Following the news that Rafiki was up for an Oscar nomination, the Kenyan High Court temporarily lifted KFCB’s ban up until 30 September. The lift was to allow the show to be nominated and a section of Kenyans were pleased by this lift, terming it a win for “freedom”.
Unfortunately, Rafiki did not make the cut and Kenya’s Supa Modo was nominated under this category. This is where the self-proclaimed moral police started firing shots.
“Wanuri [the brainchild behind Rafiki] and the Creative Economy Working Group took us to court and misled the court to obtain frivolous orders without disclosing that this film wasn’t the only one to be considered for nomination to the Oscars,” said Dr Ezekiel Mutua, “They made it look like it had to be nominated and even went further to paint KFCB as the oppressor,” he added.

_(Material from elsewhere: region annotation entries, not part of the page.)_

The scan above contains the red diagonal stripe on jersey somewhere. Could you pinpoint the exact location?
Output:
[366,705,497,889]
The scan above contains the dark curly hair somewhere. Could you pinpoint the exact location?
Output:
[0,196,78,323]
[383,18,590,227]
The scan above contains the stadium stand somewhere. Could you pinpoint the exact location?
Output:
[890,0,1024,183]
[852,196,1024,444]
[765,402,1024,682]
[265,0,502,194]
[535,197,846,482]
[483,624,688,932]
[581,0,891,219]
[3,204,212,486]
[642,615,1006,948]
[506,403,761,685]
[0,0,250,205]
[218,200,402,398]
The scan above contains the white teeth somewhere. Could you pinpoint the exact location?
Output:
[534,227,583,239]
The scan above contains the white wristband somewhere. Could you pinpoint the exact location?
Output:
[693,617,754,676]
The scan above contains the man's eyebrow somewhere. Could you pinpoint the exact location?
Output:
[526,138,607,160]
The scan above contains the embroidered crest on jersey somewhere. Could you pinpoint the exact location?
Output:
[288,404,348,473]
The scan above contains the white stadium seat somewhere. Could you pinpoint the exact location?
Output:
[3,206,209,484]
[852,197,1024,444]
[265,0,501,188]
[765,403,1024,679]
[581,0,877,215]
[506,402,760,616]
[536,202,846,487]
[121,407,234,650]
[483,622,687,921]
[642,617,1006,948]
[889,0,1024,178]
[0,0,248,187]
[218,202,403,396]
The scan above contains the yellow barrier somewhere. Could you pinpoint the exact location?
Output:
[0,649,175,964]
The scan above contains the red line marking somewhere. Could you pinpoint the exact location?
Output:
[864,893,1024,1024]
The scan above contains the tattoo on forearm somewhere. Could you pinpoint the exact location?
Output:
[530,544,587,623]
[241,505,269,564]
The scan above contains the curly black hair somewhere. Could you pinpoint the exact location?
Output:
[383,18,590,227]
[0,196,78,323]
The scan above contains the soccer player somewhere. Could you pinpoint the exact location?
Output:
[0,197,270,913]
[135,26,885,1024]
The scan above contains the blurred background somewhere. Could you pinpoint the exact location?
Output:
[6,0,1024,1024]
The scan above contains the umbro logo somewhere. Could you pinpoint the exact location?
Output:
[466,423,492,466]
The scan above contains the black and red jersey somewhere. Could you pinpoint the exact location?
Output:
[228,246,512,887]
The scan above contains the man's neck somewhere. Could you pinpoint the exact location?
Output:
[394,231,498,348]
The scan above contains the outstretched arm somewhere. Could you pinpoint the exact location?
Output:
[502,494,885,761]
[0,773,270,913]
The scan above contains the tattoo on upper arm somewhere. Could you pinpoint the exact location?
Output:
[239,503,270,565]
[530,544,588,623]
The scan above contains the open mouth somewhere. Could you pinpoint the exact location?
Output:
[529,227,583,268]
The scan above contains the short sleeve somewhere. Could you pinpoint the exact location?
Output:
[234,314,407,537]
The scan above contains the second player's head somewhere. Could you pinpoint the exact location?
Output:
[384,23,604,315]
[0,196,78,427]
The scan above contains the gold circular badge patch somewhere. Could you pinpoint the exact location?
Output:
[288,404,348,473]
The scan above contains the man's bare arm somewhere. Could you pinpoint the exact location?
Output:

The KFCB CEO went further to claim that Wanuri Kahiu, Rafiki’s director was using the ban on her film to get donor support. “Wanuri has played victim to get donor support and she is being used by the LGBTQ as a pawn in a strange game of homosexual chess to ruin the reputation of the Board and the Government of Kenya in general,” read Ezekiel’s tweet.
Dr Ezekiel went even further to ask whether the media will give Supa Modo, the film that bagged the Oscar nomination, the same attention they gave to Rafiki, “Now that RAFIKI has failed to qualify for nomination to the Oscars will the civil society still give free tickets for people to go watch it? Will the media cover the nomination of SUPA MODO the way they were covering RAFIKI?” said the obviously disgruntled CEO.
In his final blow, Ezekiel said, “While gay people have a right to dignity and should be treated as human beings deserving of respect, they should keep their gay practices to themselves and stop bringing it to the public sphere. KFCB will not succumb to the warped logic of gay people to allow content that undermines the institution of family.”